Frente a ella estaba su hijo, moribundo, siendo despojado de toda su piel delante de sus ojos. Unos matones lo rodeaban. A pesar de ser más pequeños que él contaban con la ventaja del número, y con armas. Armas de todo tipo que estaban experimentando en el cuerpo de su hijo. Estaba paralizada. Sus horrorizados ojos iban de izquierda a derecha no pudiendo asimilar la situación. Su hijo. Cinco personas. Sangre. De su hijo. Cada vez menos piel. Cada vez más músculo a la vista. Los dientes, Dios mío, los dientes. Uno a uno, ensangrentados. Dos hombres. Dos piernas de su bebé arrancadas salvajemente. Gritos de agonía. Ella. Inmóvil. Gritos desesperados. Una última mirada de súplica dirigida a ella, antes de que un disparo le reviente el cráneo. Y entonces un certero movimiento que separó finalmente la cabeza de su hijo de lo que alguna vez fue un cuerpo. Y ella allí. Y ellos. Impasibles. Mirando satisfechos la horrenda carnicería, felicitándose, reconociéndose mutuamente. ¿Cómo era posible que no se horrorizaran con la tortura que habían cometido? ¿Cómo era posible que sonrieran? ¿Qué clase de seres eran? Y comprendió.

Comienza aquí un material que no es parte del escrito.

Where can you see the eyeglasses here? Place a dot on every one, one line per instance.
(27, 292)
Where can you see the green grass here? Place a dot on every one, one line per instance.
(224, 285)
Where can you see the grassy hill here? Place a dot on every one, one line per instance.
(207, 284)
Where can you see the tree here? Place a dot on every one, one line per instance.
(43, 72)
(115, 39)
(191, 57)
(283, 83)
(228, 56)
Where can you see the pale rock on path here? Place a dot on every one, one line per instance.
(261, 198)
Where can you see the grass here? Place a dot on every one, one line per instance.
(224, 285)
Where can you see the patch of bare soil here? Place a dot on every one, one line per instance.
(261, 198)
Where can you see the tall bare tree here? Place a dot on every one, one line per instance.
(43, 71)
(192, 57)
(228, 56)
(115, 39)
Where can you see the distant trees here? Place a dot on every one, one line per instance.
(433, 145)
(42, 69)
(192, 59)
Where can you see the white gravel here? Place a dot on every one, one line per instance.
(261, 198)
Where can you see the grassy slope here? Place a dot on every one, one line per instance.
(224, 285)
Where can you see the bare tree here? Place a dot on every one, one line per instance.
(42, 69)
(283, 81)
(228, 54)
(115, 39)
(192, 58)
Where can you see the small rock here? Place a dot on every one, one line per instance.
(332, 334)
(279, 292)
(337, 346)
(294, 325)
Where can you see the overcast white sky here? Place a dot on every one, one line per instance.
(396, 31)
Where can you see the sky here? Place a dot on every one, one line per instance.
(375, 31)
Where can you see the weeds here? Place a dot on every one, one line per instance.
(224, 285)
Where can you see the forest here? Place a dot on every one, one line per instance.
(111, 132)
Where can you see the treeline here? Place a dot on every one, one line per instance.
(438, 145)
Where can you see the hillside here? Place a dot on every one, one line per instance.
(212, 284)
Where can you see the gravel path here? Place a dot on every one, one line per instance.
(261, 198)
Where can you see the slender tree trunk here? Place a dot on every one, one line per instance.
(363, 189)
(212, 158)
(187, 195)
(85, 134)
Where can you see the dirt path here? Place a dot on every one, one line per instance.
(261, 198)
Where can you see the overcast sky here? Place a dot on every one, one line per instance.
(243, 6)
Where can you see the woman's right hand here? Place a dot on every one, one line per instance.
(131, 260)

Lo comprendió todo. Se encontraba ante monstruos.

Ellos no veían piel. Veían sofás exclusivos. No veían dientes, veían cuernas y cuchillos. No veían piernas, veían lujosos asientos sobre los que sentar a los invitados. Y no veían una cabeza llena de pensamientos, sentimientos, que había vivido una existencia feliz y agradable, no veían a su hijo. Veían un trofeo de caza que vender a muy buen precio. Porque ante ellos no había un elefante. Solo mercancía.

Con un agónico llanto, sintiendo muerto el corazón y la ira dominando sus acciones, embistió contra los asesinos de su pequeño, pillándolos por sorpresa. Huían, intentaban abatirla a disparos. A uno le aplastó la cabeza. Ni se dio cuenta. A otro la columna vertebral. Al tercero lo empujó contra una piedra. Los otros dos escaparon. La persecución siguió durante media hora más.

Cuando vuelve, agotada, al lugar donde yace lo que alguna vez fue un elefantito vivaracho y juguetón se desploma a su lado. Y llora. Llora y con la trompa acaricia con infinito cariño a su niño. Llora y maldice a quienes lo apartaron con tanta crueldad de su vida. Llora y los árboles se apiadan de ellos. Llora y siente que no puede más, el cansancio la vence.

Para el momento en que sus amigas, hermanas y sobrinos encuentran el lugar de la carnicería se topan con el cuerpo de un elefante adulto descuartizado y a su matriarca acurrucada a su lado, con la cabeza inerte tumbada en el espacio formado entre la mandíbula y lo que debería haber sido el cuello de su hijo.

Aquel día la caza furtiva se cobró dos vidas.